The Chippewas on offense are still centered on a ball-possession, run-oriented attack which seeks out the big play via the pass whenever the matchup is preferable.

A lot of the success for the Chips will be predicated on if their quarterback is up to snuff. Bert Emanuel Jr. is expected to be back this week after an undisclosed illness kept him out of last week’s game vs. Notre Dame. He is the team’s most dynamic player, leading the teams in yards gained (205) and touchdowns (two) on 38 carries in the ground. The passing game is still a work-in-progress, but Emanuel Jr. continues to show progress there, going 18-of-26 for 280 yards, three touchdowns and three interceptions.

Per head coach Jim McElwain, the team is also expected to play backup Jase Bauer (13-of-29, 157 yards), who started the game last week vs. Notre Dame and had a decent showing in relief of Emanuel Jr.

Regardless of quarterback, this is a team which could probably fare better on getting into favorable situations. The Chips are 128th of 130 teams in third-down conversions (11-of-42) and 111th in first downs converted, with just 42 coming via offense and 11 via penalties.

This has been a focus for McElwain in practice this week, as he emphasized in weekly press availability the team needs to be “much better” on first and second down situations, noting the level of execution hasn’t been there recently.

Something which could help with that would be an improved running game.

Myles Bailey seems to be the go-to back in the rotation so far, with 186 yards and two touchdowns over the last three games to lead the team. When Emanuel Jr. is in the game, he becomes a major threat in the run game as well, surpassing Bailey’s rushing total when sack yardage is taken away.

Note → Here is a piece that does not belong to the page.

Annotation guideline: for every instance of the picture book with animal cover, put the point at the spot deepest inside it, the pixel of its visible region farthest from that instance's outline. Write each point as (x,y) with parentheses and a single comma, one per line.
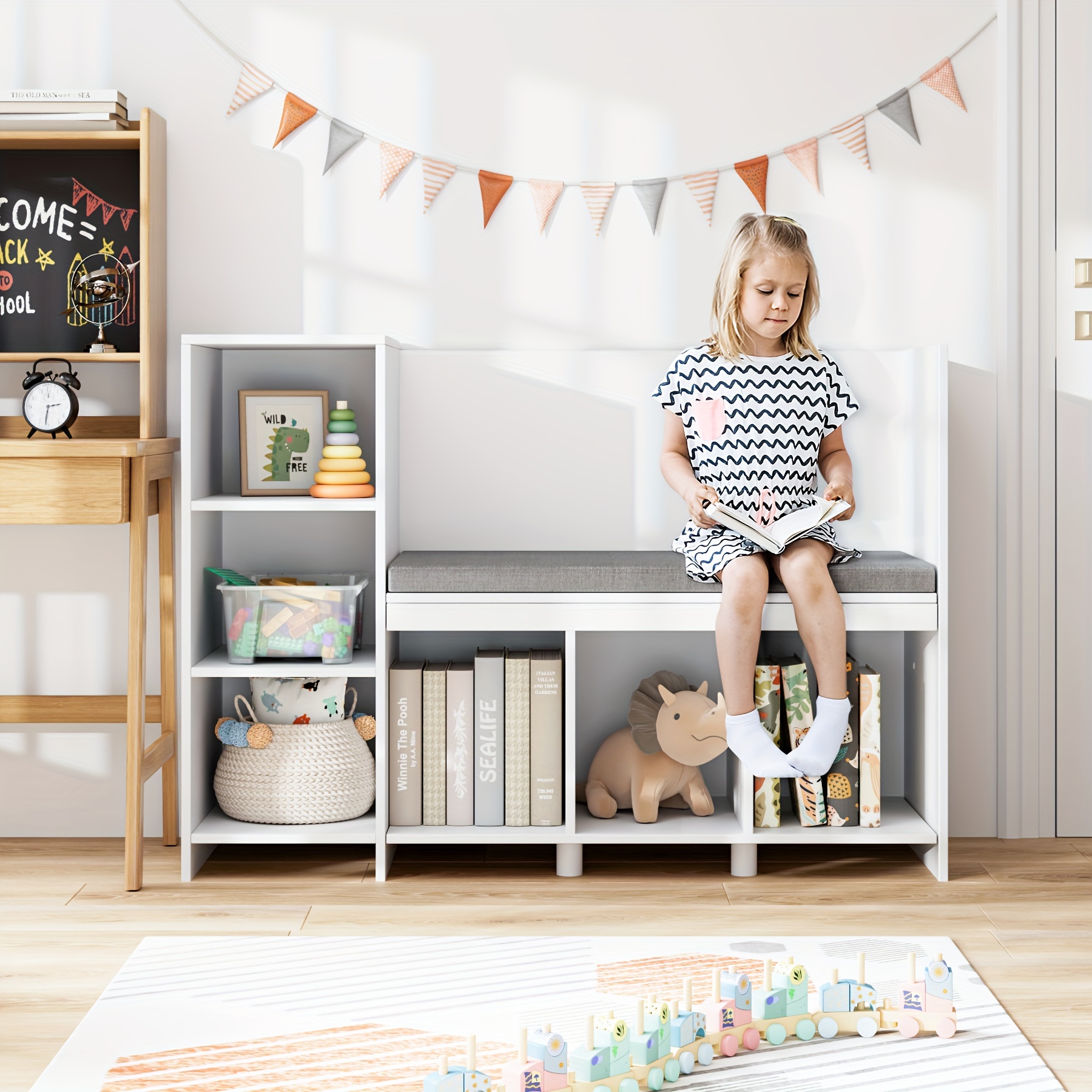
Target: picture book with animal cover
(775,535)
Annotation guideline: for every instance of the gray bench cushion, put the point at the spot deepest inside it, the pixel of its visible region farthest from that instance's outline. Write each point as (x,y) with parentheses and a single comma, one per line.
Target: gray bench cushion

Marion Lukes (19 rushes, 75 yards) is also a backfield option, but has shown more prowess on kick and punt returns, scoring once in that phase.

As a unit however, they average about 3.8 yards per play, good for 63rd in the NCAA. That’s pretty good if the passing game is a threat, but it very much isn’t at the present point of the build, with just 493 yards through three games (123rd in the NCAA) and an even TD:INT ratio.

Chris Parker has been the deep ball target when the passing game is engaged, with 142 yards and a touchdown on five receptions. After that is a mish-mash of receivers collecting receptions, with Tyson Davis (91 yards, touchdown), Jesse Prewitt III (90 yards, touchdown) and tight end Mitchel Collier (30 yards) each collecting three apiece.

Defensively, the Chippewas are what can be considered an aggressive unit who hopes to create havoc plays with backfield penetration and risky coverage. Their schedule has been brutal to start the season and doesn’t look to be letting up this week.

“They killed us [last season],” McElwain noted with a chuckle. “We have to be prepared for the early thunder.”

McElwain emphasized the defense has been working on not allowing the big play, something he labeled the “Achilles heel of the defense.” It’s a real issue; through the first three games, CMU has allowed six “explosive” touchdowns of 20 yards or more, with 22 total plays fitting those parameters.

Such unforgiving plays have reflected in the overall stats. CMU’s passing defense is 129th of 130 teams with 1,114 yards and nine touchdowns allowed thus far, while the rushing defense clocks in at 78th, allowing a 4.98 yards per rush average and six scores.

Cornerback Donte Kent has been the busiest man on the defense, with 26 tackles and two pass break-ups on the season. It’s been a surprising performance considering his all-MAC selection the year prior, as his coverage vs. Michigan State and Notre Dame was responsible for several big plays. At his best, however, he is one of the MAC’s best ballhawks, as his game is predicated on anticipating the passes for breakups and interceptions.

Jacques Bristol has been CMU’s point-man for interior rush, with three tackles-for-loss to lead the team. The Chips have just three sacks so far, with three players accounting for a sack apiece.

Given all this information, the Chips come in as a 15-point road dog to South Alabama. They’ll need to hold on to the ball and be efficient in converting for makeable first downs throughout in order to keep a very capable offense off the field, while also tightening up their back-end coverage in order to limit USA’s ability to threaten downfield and make them one-dimensional.